Gordon Ackerman is an American journalist, writer, author and photographer. He was born in Albany, N.Y., the son of E Ackerman, a feed and grain executive, and H Ackerman, a classical pianist.
He was educated at the Albany Academy, the Fessenden School, Boston University and the University of Paris.
Ackerman reported major news events in Europe and North Africa in the 1950s and ‘60s. He was the first American newsman to arrive in Agadir, Morocco, on February 29, 1960, following the earthquake in which 30,000 people were killed and injured, and he witnessed the street battles between French infantrymen and civilians in Algiers in 1961 that heralded the end of the Franco-Algerian War.
In the late 1980s, Ackerman carried out reporting assignments in Eastern Europe for Pierre Salinger, European News Director of ABC News and former press secretary to President John F. Kennedy. In 1989, on assignment for Salinger, Ackerman entered the former German Democratic Republic (East Germany) posing as a university professor. Arrested by the East German secret police, the Stasi, Ackerman was released after convincing the police that he was a close friend of East German chief of state Erich Honecker.
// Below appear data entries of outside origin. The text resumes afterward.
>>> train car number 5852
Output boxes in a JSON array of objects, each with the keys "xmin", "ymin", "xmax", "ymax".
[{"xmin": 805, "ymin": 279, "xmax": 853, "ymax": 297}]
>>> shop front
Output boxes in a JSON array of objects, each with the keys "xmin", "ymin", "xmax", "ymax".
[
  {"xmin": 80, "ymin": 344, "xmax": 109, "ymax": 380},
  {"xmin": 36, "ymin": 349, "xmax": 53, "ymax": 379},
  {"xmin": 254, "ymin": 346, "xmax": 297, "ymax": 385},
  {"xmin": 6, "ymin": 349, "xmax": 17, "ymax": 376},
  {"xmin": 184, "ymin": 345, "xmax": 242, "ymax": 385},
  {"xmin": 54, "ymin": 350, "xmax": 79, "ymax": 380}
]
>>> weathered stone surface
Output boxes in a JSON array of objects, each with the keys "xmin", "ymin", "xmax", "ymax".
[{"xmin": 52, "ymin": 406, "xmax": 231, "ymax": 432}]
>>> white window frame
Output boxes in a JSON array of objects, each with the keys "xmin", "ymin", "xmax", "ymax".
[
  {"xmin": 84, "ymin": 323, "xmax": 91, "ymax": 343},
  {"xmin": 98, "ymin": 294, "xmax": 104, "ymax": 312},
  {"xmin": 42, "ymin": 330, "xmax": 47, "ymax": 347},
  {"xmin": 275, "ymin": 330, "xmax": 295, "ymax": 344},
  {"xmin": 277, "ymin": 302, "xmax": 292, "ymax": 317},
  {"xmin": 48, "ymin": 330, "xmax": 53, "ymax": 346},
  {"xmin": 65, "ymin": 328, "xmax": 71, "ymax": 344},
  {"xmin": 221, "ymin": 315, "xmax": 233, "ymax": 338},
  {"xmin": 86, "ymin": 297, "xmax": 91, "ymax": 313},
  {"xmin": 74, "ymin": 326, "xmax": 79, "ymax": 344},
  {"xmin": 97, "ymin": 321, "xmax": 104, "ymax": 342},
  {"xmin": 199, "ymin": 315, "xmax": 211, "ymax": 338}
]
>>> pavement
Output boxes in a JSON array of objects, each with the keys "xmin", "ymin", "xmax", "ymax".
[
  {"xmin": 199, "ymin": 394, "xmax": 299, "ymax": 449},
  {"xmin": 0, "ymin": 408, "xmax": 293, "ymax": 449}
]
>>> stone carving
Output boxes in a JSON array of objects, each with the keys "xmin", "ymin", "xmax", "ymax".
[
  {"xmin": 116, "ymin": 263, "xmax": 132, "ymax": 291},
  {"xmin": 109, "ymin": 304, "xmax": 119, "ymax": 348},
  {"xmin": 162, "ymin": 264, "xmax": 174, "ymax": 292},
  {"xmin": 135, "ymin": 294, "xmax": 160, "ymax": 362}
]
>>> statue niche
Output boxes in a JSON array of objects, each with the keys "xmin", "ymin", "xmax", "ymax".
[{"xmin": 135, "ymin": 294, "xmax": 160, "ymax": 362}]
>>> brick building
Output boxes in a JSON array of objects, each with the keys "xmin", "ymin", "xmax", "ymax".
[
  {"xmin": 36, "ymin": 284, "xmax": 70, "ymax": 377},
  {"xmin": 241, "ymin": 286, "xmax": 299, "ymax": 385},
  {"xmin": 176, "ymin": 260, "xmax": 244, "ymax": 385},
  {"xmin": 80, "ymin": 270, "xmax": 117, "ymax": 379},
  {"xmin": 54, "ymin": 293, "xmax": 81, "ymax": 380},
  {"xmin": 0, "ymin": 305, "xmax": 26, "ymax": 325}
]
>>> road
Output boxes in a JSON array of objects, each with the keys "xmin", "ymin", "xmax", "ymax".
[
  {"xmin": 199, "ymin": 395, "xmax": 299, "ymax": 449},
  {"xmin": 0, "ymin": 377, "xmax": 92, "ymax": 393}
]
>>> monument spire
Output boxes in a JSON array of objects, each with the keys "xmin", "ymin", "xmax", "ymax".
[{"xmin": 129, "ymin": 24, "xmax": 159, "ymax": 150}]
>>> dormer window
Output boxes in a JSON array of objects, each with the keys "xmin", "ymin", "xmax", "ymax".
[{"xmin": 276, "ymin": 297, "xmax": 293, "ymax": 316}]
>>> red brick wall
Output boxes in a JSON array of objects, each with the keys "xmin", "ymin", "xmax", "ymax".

He continued reporting, and clandestinely filmed massive public demonstrations in Leipzig and Berlin that preceded the collapse of the Communist government and the fall of the Berlin Wall. The films, as well as the motorcyclist Ackerman hired to smuggle them out of the country, were intercepted and seized, probably by the Stasi, before reaching West Berlin.
On the night of November 9, 1989, with East Germany falling rapidly into anarchy, Ackerman and another correspondent became the first newsmen to reach the Brandenburg Gate as jubilant crowds of West and East Germans ripped down the first sections of the Wall and tearfully embraced.
Ackerman’s war reporting is included in a book collection edited by Life magazine photographer Carl Mydans, entitled The Violent Peace, published by Atheneum. A collection of his short fiction, Eleven Stories, was published in 1964.
Ackerman’s writing and reporting are in permanent collection at the University of Wyoming and the American Heritage Foundation. His art photography has been exhibited in galleries and museums in Europe and the United States, and acquired by, among others, the Albany Institute of History and Art. His last novel, Raging Light, was published as an e-book on Amazon in September, 2013.[1]
Ackerman has two children, and resides in upstate New York and divides his time between the U. S. and Europe.